Sorotan tersebut, lanjutnya, muncul setelah masyarakat melihat adanya alokasi anggaran daerah yang dinilai lebih banyak terserap untuk belanja rutinitas tertentu dibanding penguatan program bantuan sosial masyarakat.
Berdasarkan informasi yang berkembang di tengah publik, anggaran belanja SATGAS Pemerintah Kabupaten Morotai Tahun 2026 disebut mencapai sekitar Rp891 juta lebih. Sementara itu, bantuan sosial bagi lanjut usia (lansia) disebut masih berada pada kisaran rata-rata Rp300 ribu per bulan bagi penerima manfaat.
Padahal sebelumnya, dalam penyampaian visi dan program politik saat kampanye, pasangan kepala daerah disebut pernah menyampaikan komitmen peningkatan kesejahteraan lansia.
Data yang beredar menyebutkan jumlah lansia di Morotai mencapai sekitar 3.484 orang yang tersebar di 88 desa.
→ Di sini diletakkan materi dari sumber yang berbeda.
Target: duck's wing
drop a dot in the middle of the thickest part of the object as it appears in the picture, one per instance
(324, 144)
Dari jumlah tersebut, sekitar 2.447 orang dikabarkan telah menerima program bantuan, sedangkan sisanya disebut belum seluruhnya terakomodasi.
“Harapan masyarakat tentu program-program sosial yang menyentuh langsung kebutuhan warga bisa menjadi perhatian utama pemerintah daerah,” kata Jais.
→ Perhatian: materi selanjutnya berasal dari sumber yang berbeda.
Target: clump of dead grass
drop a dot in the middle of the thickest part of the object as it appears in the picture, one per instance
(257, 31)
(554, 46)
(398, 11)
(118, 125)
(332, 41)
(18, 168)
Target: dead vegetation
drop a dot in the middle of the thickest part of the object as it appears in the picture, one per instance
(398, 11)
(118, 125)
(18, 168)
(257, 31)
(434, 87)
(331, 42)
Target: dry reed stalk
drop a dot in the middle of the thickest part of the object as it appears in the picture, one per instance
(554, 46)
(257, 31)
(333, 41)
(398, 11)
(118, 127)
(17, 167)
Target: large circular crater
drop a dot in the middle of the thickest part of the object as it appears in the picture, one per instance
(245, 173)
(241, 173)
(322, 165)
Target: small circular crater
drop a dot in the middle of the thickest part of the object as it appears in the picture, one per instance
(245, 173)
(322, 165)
Meski demikian, ia juga mengingatkan agar seluruh pihak tetap mengedepankan asas praduga tak bersalah serta menunggu penjelasan resmi dari pemerintah daerah terkait mekanisme penganggaran dan skala prioritas pembangunan yang sedang dijalankan.
Menurutnya, pemerintah daerah tentu memiliki pertimbangan tersendiri dalam menentukan kebijakan anggaran, termasuk pembentukan SATGAS yang kemungkinan disesuaikan dengan kebutuhan pemerintahan dan pelayanan masyarakat.
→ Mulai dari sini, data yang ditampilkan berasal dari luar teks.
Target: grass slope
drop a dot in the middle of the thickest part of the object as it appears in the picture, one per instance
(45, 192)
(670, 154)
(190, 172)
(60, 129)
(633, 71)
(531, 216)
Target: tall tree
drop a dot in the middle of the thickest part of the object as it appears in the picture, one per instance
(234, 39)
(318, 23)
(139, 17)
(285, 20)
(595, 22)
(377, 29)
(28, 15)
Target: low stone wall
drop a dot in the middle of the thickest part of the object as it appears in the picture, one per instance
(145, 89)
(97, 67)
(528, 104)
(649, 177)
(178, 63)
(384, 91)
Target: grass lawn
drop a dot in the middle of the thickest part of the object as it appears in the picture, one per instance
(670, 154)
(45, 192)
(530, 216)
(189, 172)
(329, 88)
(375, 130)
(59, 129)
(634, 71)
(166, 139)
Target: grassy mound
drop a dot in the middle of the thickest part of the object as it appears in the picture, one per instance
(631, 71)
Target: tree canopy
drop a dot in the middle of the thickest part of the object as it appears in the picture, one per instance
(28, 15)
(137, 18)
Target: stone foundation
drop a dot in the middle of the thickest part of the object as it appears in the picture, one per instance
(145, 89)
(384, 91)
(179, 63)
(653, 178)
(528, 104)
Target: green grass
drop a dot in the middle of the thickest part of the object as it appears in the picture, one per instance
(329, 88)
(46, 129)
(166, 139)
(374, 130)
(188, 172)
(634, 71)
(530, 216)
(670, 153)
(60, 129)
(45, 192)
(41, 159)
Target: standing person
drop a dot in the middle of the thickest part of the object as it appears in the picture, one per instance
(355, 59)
Namun demikian, ia berharap pemerintah dapat lebih terbuka menyampaikan dasar pertimbangan kebijakan tersebut agar tidak menimbulkan spekulasi maupun persepsi negatif di tengah masyarakat.
Selain menyoroti kebijakan anggaran, perhatian publik juga diarahkan pada fungsi pengawasan legislatif daerah. DPRD sebagai representasi rakyat diharapkan mampu menjalankan fungsi kontrol terhadap penggunaan APBD secara optimal dan transparan.
“Pengawasan yang baik akan melahirkan pemerintahan yang sehat. Karena itu, masyarakat tentu berharap adanya sinergi antara pemerintah daerah dan DPRD dalam memastikan anggaran benar-benar berpihak pada kepentingan rakyat,” tutupnya.
Di tengah berbagai dinamika tersebut, masyarakat Morotai berharap semangat demokrasi pasca pemilu tetap terjaga. Persatuan, keterbukaan, serta komitmen menjalankan janji politik dinilai menjadi fondasi penting untuk mewujudkan visi pembangunan daerah yang unggul, adil, dan sejahtera.